Many local politicians are genuinely interested in the fair treatment and well being of ethnic minorities, and courage the Muslim to participate in the elections, both as candidates and as voters. Many Muslim here realize that, for their own good, they should participate in active way in politics and elections at all levels of government. The radio and TV community stations encourage ethnic groups to broadcast cultural programmes in their own languages, and some already broadcast in Arabic and in Urdu.
Since the early days, Canadian Muslims have been strong in their beliefs, careful to fast to their religion, and pass it on to their children. As their numbers increased, they got better organized, and their efforts continued, as can be seen by the number of religious and charitable organizations, and the active Muslim institutions all across Canada. Good relations and productive communication with non-Muslim Canadians is beneficial to the Muslims here than arrogant and inflexible attitudes.
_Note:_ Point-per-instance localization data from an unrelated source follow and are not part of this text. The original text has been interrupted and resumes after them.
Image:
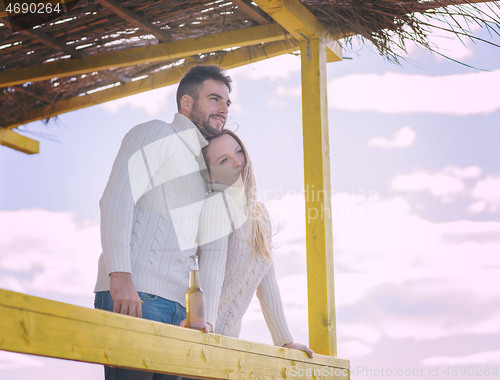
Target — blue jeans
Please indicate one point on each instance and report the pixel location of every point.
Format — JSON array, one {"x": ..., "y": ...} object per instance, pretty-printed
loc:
[{"x": 154, "y": 308}]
The presence of sincere eloquent and tolerant Imams is always a blessing to Muslim minorities in the west.
(1) Paul McKenna "More Muslims than Presbyterians: Canada's Changing Religious Landscape". Private communication, Toronto (1997).
(2) Encyclopedia Britannica, Inc. Vol. 4,p. 711 and Vol. 8,p. 33. William Benton, Publisher, (1958).
(3) Ahmad F. Yousuf "Muslims in Canada: A Question of Identity" LEGAS, Ottawa (1993).
(4) Dawood H. Hamdani "Muslims in the Canadian Mosaic". Journal, Institute of Muslim Minority Vol. 5., No.1. United Kingdom (1979) :7
(5) Husaini "Muslims in the Canadian Mosaic: Socio-Cultural and Economic Links with Countries of Origin", Muslim Research Foundation, Edmonton (1990).